George Condo began working as a studio assistant for Andy Warhol in the 1970s and emerged in the 1980s New York art scene alongside contemporaries Jean-Michel Basquiat and Keith Haring. Over the past four decades he has remained committed to figuration and in doing so has developed an adept, singular ability to converge multiple and varied influences of art history into physiologically complex, self-referential and truly compelling canvases. Condo calls this the Theory of Relative Language, “which basically proposes the idea that a single painting can have multiple language properties simultaneously to create a single entity” (The artist in conversation with Ralph Rugoff, George Condo: Existential Portraits, New York 2006, p. 7). Although he uses art historical influences to derive his classical painting technique as he begins with a study of the canvas, first drawing and sketching before applying paint to the composition, he also undermines his predecessors by his unconventional, bold and seemingly other-worldly subject matter. Through his prolific yet ever-shifting creations of uniquely distorted portraits, of which Girl with Ponytail is superlative and quintessential example, Condo has established himself as one of the most distinguished figurative painters of the post-Millennium Era.
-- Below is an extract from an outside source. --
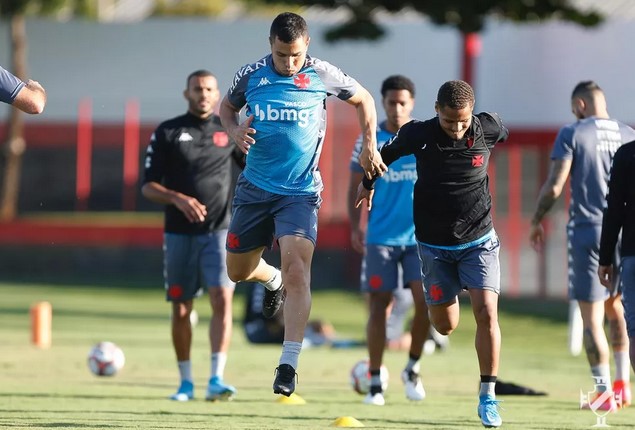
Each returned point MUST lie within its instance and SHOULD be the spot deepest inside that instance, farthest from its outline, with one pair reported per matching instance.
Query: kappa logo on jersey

Condo’s psychological cubism refers to the distorting and merging of different perspectives. The artist explains: “Picasso painted a violin from four different perspectives at one moment. I do the same with psychological states. Four of them can occur simultaneously… hysteria, joy, sadness, and desperation. If you could see these things at once that would be like what I’m trying to make you see in my art” (Press Release, George Condo Works on Paper, Xavier Hufkens, Brussels, 2015). Condo’s brilliant artistic thesis manifests itself in front of a viewer when gazing upon the visage of Girl with Ponytail as her different mental states and emotions are superimposed on each other as they converge in the space of a single, flat surface. The girl’s mouth, smiling with excitement but at the same time agape with insanity, gives a viewer the simultaneous impression that she is both an innocent child and a voracious creature. Her clown nose and monkey ears portray a sense of both mockery and seriousness as they are features that you would not find in reality but have been sewn into her persona by the artist. Her eyes are also paradoxical: one luring a viewer in seductively while the other is staring off blankly and is seemingly pushing a viewer away. Ultimately, these visual distortions suggest that the girl is in the grips of a psychological battle, and, by representing her psyche in this manner, Condo reveals the fractured person behind the image.
Condo’s skillful application of color also heightens this sensation of distortion. Like Edward Hopper who used color to portray and contrast solitude, Condo creates an image which also seems isolated and marginalized. However, through surprising bursts of bright colors, such as lime green and periwinkle, he creates a sense of levity in Girl with Ponytail that contributes to the enigmatic quality of the work. All these emotions culminate to impeccably demonstrate Condo’s use of ‘artificial realism’ which creates one single representation, “the realistic representation of that which is artificial...Dismantling one reality and constructing another from the same part, and that various concrete objects are not attached to their parts alone” (The artist in conversation with Ralph Rugoff, George Condo: Existential Portraits, New York 2006, p. 8).
Condo’s construction of the female form is influenced by Modernist masterworks such as Pablo Picasso’s Woman in a Red Armchair from 1932. The artist commented on the impact the painting had on his practice writing: “It led me to reconsider how the human figure could be constructed—by using methods of the Old Masters, and radicalizing that language by introducing contemporary images from my own imagination” (George Condo, Woman in a Red Armchair, London 2018, p. 46). Indeed, in his art-making Condo clearly pays homage to Picasso but also undermines him through his use of non-traditional imagery creating a cacophony of imaginary figures to draw from rather than models or photographs. Speaking on the merging of multiple personalities and the construction of his subjects Condo notes, “I may build a figure by giving it the features of two people; or I may give it the form of one person but think of it in the dream as having the name of another person; or I may have a visual picture of one person, but put it in a situation which is appropriate to another. In all these cases the combination of different persons into a single representative in the content of the dream has a meaning.’ (The artist in Exh. Cat., London, Simon Lee Gallery, George Condo, 2007, p. 20).